Há ainda exemplos de ações tomadas no pós-Guerra que afetam significativamente a vida de algumas populações. É o caso dos alemães, derrotados no conflito: "Vamos pensar hoje uma situação muito típica que é a da Alemanha. Quando a Guerra termina, a Alemanha vai ser dividada pela primeira vez depois de se transformar em uma Nação - ela se transforma em uma nação em 1870. Então, até aquele momento ela se mantém uma nação unida, passando por guerras, mas se mantendo uma nação unida. Ela vai ser dividida inicialmente em quatro forças, que acabam depois virando duas forças. Acabamos tendo a Alemanha Ocidental, que é controle mais ou menos do que era o mundo capitalista, mais objetivamentes os EUA, e a Alemanha Oriental, sob controle, obviamente, do mundo soviético", indica a professora Maria Aparecida Aquino.
"Recentemente, na década de 90, você vai passar pelo processo de integração dessas duas Alemanhas. Então, quer dizer, a Guerra se encerra em 1945, mas quase 50 anos mais tarde é que se vai tentar retornar a uma situação que era a anterior. Só que existe um problema aí no meio: 45, 50 anos decorreram e acabaram formando situações muito diferentes. Então, você tem uma Alemanha Ocidental que era considerada a segunda economia do mundo, pujante, extremamente desenvolvida, que, num dado momento, acaba sendo obrigada a receber uma espécie de `presente de grego´ em termos econômicos. Um pouco ela vai carregar uma Alemanha Oriental que tem não só um processo de desenvolvimento histórico dos últimos 50 anos diferente do dela, como também tem um desenvolvimento econômico completamente distinto. Você vai ter hoje, se alinhavando, embora ainda forte, embora garantindo parte de sua pujança, mas, de certa forma, você tem a modificação de um quadro muito contemporâneo, tentando encontrar seu rumo e que se relaciona, sem dúvida, com o que a Segunda Guerra Mundial deixou", acrescenta Maria Aparecida Aquino
Mesmo estando hoje distantes 60 anos do fim da Segunda Guerra Mundial e tendo agregado à raça humana uma série de elementos que determinaram novas realidades à existência do homem, ainda hoje podemos dizer que os alicerces construídos ao fim daquele triste conflito seguem dando base aos atores que determinam os caminhos por onde estamos a escrever nossa história.

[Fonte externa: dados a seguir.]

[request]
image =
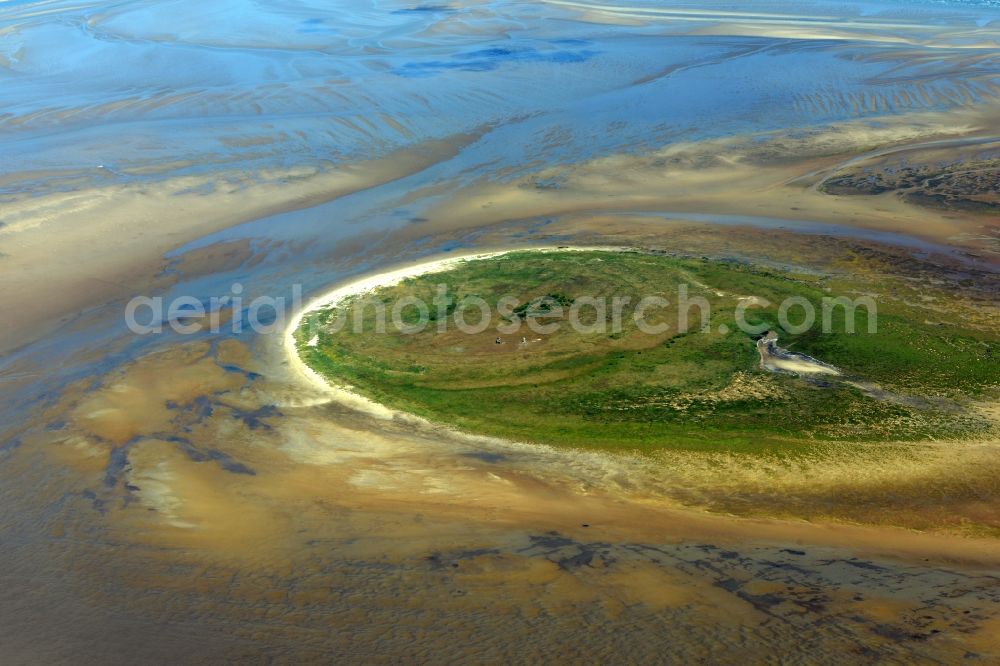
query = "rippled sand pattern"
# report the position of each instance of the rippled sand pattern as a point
(190, 499)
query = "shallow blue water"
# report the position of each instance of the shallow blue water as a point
(94, 93)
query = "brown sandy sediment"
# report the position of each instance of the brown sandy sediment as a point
(266, 508)
(64, 253)
(769, 176)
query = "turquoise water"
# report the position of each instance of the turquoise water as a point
(96, 93)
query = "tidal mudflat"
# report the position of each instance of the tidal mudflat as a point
(192, 498)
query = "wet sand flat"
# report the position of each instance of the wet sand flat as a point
(192, 499)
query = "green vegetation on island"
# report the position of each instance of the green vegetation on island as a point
(605, 383)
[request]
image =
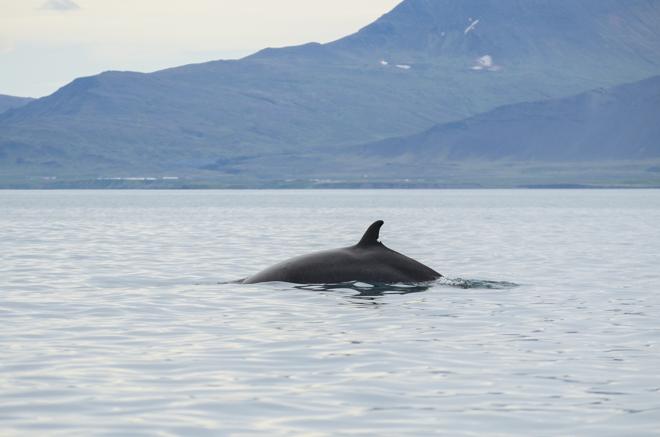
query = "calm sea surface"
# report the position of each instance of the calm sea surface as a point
(114, 319)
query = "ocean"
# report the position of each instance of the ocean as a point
(118, 315)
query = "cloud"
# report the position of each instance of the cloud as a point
(60, 5)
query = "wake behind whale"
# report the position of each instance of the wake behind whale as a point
(368, 261)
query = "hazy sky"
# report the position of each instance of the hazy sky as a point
(45, 44)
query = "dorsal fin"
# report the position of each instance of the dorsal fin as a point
(371, 236)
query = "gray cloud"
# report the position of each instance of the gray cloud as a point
(60, 5)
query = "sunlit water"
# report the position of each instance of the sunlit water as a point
(113, 320)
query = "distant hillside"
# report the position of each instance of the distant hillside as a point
(619, 123)
(426, 62)
(10, 102)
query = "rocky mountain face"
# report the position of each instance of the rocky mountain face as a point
(425, 63)
(606, 124)
(11, 102)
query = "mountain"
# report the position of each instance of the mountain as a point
(11, 102)
(619, 123)
(425, 62)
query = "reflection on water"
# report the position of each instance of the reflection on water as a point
(103, 333)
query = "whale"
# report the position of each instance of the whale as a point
(368, 261)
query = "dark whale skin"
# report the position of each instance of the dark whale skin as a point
(368, 261)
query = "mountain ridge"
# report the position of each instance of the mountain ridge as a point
(383, 81)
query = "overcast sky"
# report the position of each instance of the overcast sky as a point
(45, 44)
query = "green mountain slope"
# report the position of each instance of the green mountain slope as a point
(426, 62)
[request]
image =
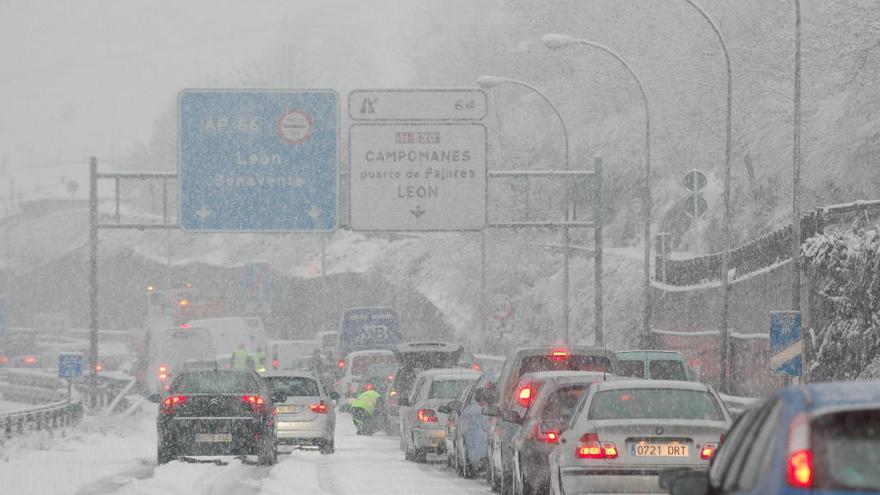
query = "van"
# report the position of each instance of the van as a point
(655, 365)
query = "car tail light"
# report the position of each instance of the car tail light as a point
(427, 416)
(708, 451)
(590, 447)
(525, 395)
(171, 403)
(799, 463)
(258, 405)
(559, 354)
(551, 436)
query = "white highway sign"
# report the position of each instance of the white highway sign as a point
(417, 104)
(424, 177)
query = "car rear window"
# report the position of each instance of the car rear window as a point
(531, 364)
(447, 389)
(214, 382)
(294, 386)
(655, 403)
(667, 369)
(846, 450)
(359, 364)
(635, 369)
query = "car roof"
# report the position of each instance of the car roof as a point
(641, 383)
(638, 353)
(288, 374)
(560, 375)
(370, 352)
(841, 395)
(450, 373)
(575, 350)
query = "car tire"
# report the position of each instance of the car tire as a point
(268, 454)
(165, 454)
(327, 448)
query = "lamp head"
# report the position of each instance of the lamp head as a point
(487, 82)
(556, 41)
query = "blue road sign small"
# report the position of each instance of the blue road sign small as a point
(257, 160)
(70, 365)
(4, 316)
(786, 343)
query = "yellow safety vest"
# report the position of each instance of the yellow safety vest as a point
(239, 359)
(260, 361)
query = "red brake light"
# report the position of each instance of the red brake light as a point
(427, 416)
(258, 405)
(172, 402)
(799, 464)
(800, 469)
(559, 354)
(708, 451)
(525, 395)
(591, 448)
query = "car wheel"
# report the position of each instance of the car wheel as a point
(165, 454)
(327, 447)
(268, 454)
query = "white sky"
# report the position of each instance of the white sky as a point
(89, 77)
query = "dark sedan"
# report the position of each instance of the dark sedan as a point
(216, 412)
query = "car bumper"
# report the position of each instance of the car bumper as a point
(429, 439)
(231, 436)
(291, 432)
(578, 480)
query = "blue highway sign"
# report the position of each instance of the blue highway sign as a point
(786, 343)
(258, 160)
(69, 365)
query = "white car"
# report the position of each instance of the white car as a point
(304, 411)
(626, 432)
(422, 426)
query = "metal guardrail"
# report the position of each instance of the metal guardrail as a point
(759, 253)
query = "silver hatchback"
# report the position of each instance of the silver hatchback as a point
(305, 413)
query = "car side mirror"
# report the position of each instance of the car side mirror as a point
(690, 483)
(511, 417)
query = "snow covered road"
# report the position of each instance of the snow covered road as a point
(113, 456)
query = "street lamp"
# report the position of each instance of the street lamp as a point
(557, 41)
(489, 82)
(725, 257)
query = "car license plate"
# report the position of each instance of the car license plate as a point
(659, 450)
(213, 437)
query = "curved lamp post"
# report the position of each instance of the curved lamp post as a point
(725, 257)
(488, 82)
(556, 41)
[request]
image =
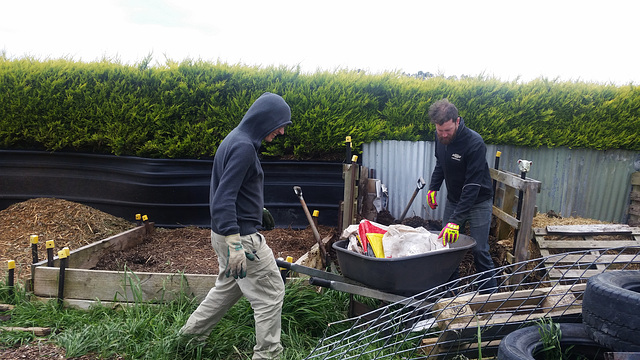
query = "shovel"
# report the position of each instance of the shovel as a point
(316, 234)
(419, 187)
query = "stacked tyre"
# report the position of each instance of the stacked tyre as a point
(611, 321)
(611, 310)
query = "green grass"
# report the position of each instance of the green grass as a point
(146, 331)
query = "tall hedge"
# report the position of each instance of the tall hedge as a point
(184, 109)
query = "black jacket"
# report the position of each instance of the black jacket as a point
(463, 166)
(236, 198)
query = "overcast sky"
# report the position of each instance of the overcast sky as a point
(592, 41)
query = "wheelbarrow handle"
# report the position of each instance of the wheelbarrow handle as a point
(320, 282)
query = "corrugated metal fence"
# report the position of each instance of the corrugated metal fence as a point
(575, 182)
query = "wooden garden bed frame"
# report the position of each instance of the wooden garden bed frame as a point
(84, 287)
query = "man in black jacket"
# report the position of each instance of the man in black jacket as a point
(236, 202)
(461, 163)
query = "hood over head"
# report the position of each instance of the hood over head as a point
(268, 113)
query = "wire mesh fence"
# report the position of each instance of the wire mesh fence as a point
(461, 319)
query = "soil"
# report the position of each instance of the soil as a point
(187, 249)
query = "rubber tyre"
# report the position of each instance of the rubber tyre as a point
(523, 343)
(611, 309)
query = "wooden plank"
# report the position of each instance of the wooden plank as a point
(510, 220)
(88, 256)
(119, 286)
(36, 330)
(596, 229)
(585, 244)
(556, 273)
(602, 259)
(510, 179)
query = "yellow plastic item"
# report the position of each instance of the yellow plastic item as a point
(375, 240)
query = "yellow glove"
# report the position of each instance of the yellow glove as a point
(237, 262)
(449, 234)
(431, 199)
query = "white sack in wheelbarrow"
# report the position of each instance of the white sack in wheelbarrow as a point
(402, 240)
(399, 240)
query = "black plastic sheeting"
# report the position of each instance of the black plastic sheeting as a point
(172, 193)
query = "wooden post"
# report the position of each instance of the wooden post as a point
(349, 206)
(634, 207)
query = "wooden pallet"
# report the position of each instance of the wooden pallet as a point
(496, 315)
(596, 237)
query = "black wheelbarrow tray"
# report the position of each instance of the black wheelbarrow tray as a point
(388, 279)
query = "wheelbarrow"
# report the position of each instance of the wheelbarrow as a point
(385, 279)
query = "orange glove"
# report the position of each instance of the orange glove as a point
(449, 234)
(431, 199)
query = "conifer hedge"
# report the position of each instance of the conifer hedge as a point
(184, 109)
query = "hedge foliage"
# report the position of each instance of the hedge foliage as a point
(184, 109)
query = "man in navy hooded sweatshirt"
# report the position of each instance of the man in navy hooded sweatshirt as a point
(236, 203)
(461, 163)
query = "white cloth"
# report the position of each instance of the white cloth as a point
(263, 287)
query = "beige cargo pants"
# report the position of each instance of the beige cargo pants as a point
(262, 286)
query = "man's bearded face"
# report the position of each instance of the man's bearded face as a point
(447, 131)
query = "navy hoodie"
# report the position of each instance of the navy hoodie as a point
(236, 198)
(463, 165)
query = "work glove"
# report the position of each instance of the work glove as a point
(237, 263)
(431, 199)
(267, 220)
(449, 234)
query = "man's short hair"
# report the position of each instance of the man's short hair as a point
(442, 111)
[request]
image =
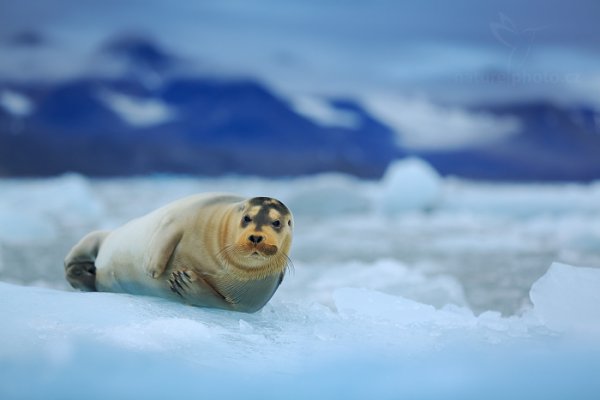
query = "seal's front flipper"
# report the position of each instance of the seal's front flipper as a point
(161, 248)
(80, 270)
(196, 290)
(82, 276)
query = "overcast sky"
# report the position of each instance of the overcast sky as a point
(333, 44)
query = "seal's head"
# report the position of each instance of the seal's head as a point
(263, 234)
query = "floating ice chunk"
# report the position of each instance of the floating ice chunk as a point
(567, 299)
(410, 184)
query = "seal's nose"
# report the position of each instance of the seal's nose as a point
(256, 239)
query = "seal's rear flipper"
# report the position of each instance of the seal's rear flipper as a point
(80, 270)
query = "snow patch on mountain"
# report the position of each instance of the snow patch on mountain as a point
(423, 125)
(138, 112)
(320, 111)
(15, 103)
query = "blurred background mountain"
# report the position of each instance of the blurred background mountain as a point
(497, 90)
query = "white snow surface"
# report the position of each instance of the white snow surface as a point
(447, 291)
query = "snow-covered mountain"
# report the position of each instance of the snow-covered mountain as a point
(142, 109)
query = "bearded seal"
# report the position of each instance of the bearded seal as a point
(208, 250)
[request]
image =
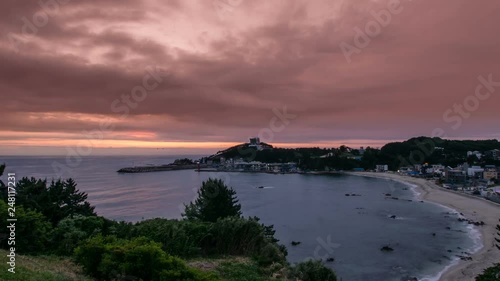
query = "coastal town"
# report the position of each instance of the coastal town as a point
(473, 172)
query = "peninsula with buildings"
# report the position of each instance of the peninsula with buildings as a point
(468, 166)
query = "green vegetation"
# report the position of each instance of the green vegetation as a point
(42, 268)
(59, 228)
(490, 274)
(215, 201)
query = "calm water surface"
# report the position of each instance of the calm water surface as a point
(311, 209)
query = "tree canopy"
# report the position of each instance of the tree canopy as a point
(215, 201)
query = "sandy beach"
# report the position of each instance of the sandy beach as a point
(473, 208)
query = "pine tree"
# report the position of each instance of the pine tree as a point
(215, 201)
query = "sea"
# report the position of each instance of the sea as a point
(347, 218)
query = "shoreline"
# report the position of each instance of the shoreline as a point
(473, 208)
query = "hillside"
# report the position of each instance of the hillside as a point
(395, 154)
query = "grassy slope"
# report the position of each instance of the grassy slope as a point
(42, 268)
(51, 268)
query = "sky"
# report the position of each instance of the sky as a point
(193, 76)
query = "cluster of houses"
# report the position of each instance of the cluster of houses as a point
(478, 180)
(238, 165)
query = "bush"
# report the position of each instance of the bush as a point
(33, 230)
(215, 201)
(56, 201)
(109, 258)
(179, 238)
(246, 237)
(71, 231)
(229, 236)
(312, 271)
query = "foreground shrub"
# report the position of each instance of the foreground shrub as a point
(215, 201)
(179, 238)
(242, 237)
(312, 271)
(56, 201)
(109, 258)
(33, 230)
(71, 231)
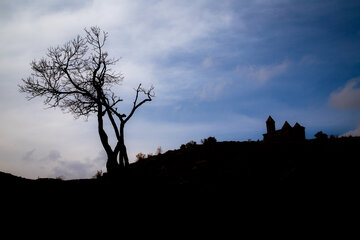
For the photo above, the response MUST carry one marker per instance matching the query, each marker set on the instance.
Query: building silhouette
(285, 134)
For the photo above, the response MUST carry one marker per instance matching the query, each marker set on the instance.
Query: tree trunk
(111, 164)
(123, 157)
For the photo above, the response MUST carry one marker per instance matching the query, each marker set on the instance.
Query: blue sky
(219, 69)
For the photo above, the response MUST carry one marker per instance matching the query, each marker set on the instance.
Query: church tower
(270, 125)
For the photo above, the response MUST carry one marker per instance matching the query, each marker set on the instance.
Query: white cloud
(139, 31)
(347, 97)
(262, 74)
(211, 90)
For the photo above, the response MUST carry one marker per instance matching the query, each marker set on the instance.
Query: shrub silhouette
(188, 145)
(209, 140)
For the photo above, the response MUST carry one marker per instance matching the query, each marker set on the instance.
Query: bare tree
(77, 78)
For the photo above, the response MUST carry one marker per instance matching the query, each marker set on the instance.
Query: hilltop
(228, 168)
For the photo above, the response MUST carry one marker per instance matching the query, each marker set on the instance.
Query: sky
(219, 68)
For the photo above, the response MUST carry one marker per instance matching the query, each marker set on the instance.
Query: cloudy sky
(219, 69)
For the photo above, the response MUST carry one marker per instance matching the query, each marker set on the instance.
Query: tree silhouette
(77, 78)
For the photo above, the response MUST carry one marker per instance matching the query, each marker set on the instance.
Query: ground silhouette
(225, 168)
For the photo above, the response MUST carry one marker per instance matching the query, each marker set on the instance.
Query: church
(285, 134)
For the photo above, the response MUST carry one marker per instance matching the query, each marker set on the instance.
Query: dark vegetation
(234, 170)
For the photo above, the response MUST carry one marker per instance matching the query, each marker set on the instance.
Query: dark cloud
(348, 97)
(76, 169)
(29, 155)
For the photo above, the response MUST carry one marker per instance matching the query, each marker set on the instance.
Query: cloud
(207, 62)
(262, 74)
(355, 132)
(79, 169)
(29, 155)
(348, 97)
(211, 90)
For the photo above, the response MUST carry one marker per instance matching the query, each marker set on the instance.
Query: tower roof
(297, 125)
(270, 119)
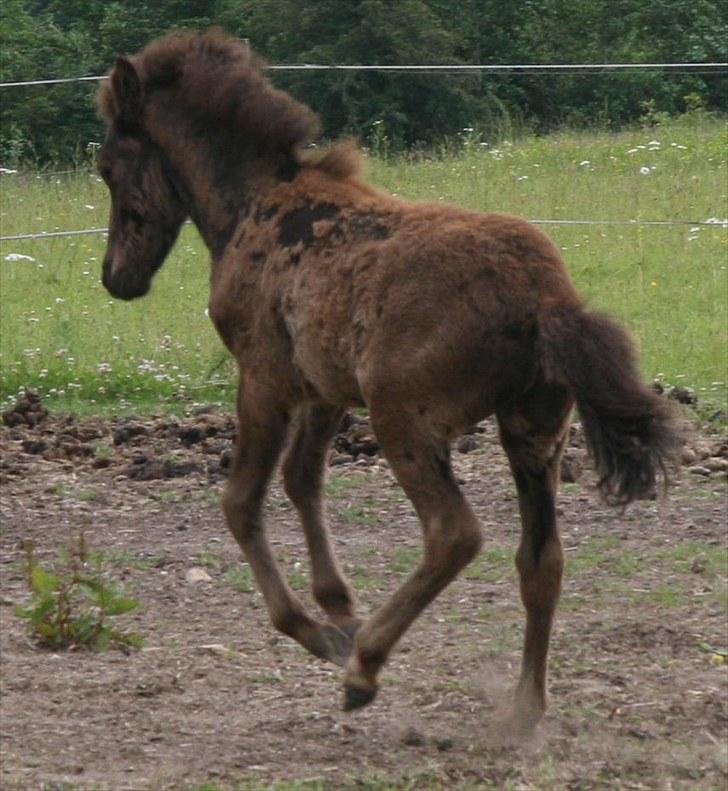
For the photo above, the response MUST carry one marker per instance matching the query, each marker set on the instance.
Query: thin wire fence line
(515, 68)
(625, 223)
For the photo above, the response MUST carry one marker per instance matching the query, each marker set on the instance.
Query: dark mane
(217, 77)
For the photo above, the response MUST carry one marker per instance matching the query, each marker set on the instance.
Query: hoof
(335, 644)
(358, 697)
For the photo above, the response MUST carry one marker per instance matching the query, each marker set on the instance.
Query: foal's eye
(131, 216)
(105, 173)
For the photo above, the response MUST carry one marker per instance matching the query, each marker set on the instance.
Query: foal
(330, 294)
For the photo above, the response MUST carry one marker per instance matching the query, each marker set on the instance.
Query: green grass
(62, 334)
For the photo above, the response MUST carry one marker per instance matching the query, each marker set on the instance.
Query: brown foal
(332, 294)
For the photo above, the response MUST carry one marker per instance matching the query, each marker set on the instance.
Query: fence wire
(481, 68)
(712, 223)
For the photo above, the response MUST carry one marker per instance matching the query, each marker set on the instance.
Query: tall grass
(62, 334)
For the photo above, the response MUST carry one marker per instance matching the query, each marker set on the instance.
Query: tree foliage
(64, 38)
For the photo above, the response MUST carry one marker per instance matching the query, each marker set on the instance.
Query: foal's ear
(127, 89)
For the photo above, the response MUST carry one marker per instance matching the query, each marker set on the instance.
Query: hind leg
(303, 475)
(452, 537)
(533, 433)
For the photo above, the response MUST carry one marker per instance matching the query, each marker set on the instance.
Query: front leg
(261, 432)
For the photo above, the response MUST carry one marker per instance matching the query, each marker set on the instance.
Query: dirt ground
(638, 675)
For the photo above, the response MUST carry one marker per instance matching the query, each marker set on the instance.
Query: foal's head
(146, 208)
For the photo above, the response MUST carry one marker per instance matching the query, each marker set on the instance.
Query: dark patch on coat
(263, 215)
(297, 225)
(367, 226)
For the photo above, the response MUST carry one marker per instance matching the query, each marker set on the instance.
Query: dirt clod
(217, 696)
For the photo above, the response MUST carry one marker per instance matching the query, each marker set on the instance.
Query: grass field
(63, 335)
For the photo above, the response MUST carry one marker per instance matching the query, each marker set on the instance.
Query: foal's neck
(222, 184)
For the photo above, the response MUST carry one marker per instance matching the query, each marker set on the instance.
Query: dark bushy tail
(630, 430)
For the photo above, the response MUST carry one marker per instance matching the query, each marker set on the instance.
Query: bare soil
(638, 674)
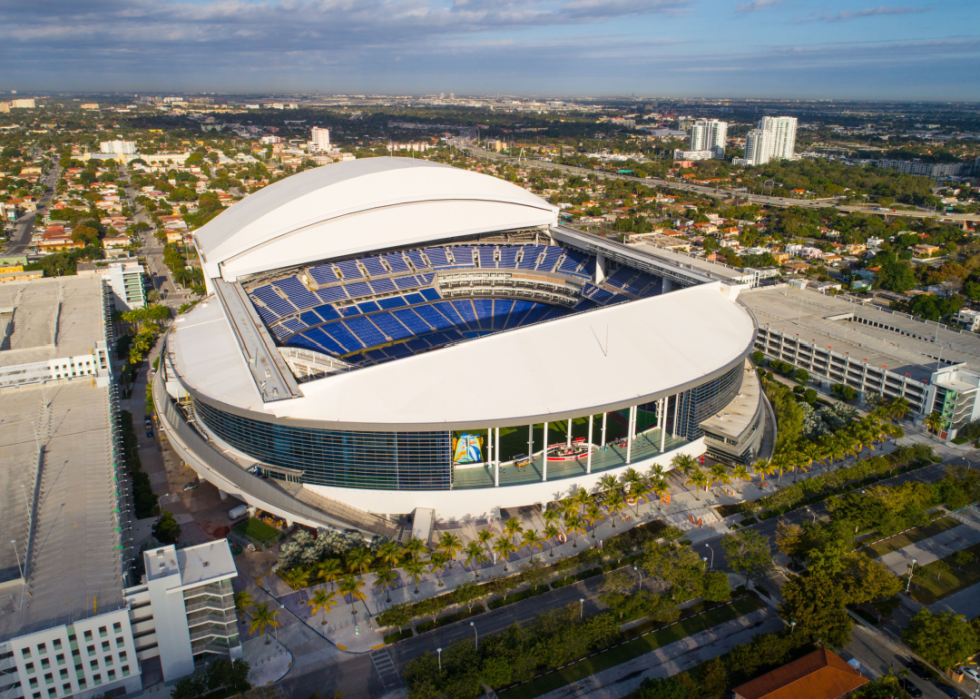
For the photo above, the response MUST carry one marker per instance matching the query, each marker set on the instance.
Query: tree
(385, 580)
(815, 603)
(262, 619)
(944, 639)
(748, 553)
(166, 530)
(321, 600)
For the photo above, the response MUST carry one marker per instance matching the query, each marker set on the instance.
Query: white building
(320, 139)
(969, 320)
(758, 145)
(184, 612)
(119, 147)
(125, 278)
(709, 134)
(782, 132)
(693, 154)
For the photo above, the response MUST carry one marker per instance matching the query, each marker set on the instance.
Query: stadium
(387, 335)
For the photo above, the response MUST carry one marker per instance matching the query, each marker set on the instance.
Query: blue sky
(671, 48)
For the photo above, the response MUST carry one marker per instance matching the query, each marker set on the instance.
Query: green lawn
(258, 530)
(931, 583)
(631, 649)
(900, 541)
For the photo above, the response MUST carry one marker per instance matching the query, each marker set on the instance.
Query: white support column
(663, 422)
(588, 462)
(629, 434)
(544, 455)
(677, 406)
(496, 463)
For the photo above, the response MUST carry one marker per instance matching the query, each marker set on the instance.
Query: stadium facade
(391, 334)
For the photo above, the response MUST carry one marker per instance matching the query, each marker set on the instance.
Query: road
(20, 240)
(712, 191)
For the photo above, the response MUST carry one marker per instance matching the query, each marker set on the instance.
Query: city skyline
(670, 48)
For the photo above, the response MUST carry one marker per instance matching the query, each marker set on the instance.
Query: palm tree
(349, 585)
(451, 545)
(574, 524)
(513, 527)
(322, 601)
(531, 539)
(552, 532)
(475, 552)
(329, 570)
(243, 600)
(661, 488)
(593, 516)
(389, 554)
(437, 561)
(485, 536)
(699, 479)
(262, 619)
(503, 547)
(385, 579)
(359, 559)
(414, 568)
(415, 546)
(615, 503)
(741, 474)
(684, 463)
(718, 474)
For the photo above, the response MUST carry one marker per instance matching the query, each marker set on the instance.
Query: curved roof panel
(361, 205)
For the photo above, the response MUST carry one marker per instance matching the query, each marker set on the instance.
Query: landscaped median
(639, 641)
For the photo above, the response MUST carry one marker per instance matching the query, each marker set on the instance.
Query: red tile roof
(819, 675)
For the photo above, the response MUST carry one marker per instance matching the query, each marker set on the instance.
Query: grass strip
(900, 541)
(944, 577)
(627, 650)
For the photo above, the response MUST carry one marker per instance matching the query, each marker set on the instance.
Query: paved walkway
(671, 659)
(935, 547)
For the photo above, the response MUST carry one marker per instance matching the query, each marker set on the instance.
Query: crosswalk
(390, 677)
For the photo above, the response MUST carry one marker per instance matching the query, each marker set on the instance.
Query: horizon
(676, 49)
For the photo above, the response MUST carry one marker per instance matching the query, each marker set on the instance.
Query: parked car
(910, 689)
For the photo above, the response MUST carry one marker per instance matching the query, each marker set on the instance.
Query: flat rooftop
(76, 555)
(899, 343)
(698, 264)
(49, 318)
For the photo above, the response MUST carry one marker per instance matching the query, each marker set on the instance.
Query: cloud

O poder dos EUA como nação hegemônica é o elemento mais marcando do cenário construído nesses últimos 60 anos. Além deste, há também o fortalecimento das bases da democracia, especialmente no mundo Ocidental, o desenvolvimento das tecnologias que têm ajudado a salvar vidas e a permitir que o ser humano viva mais e melhor e a constantação de que, mesmo diante da crueza que reprensenta o poder das armas, principalmente as atômicas, as diversas sociedades têm hoje buscado se integrar mais, se conhecer melhor, em busca de um futuro, se não perfeito, que seja melhor para a maioria dos homens.

Que seja assim, portanto, no caminho do entendimento, que o homem construa sua trajetória nos próximos anos e que a inteligência seja instrumento tanto da preservação de nossa espécie como do mundo que nos sustenta.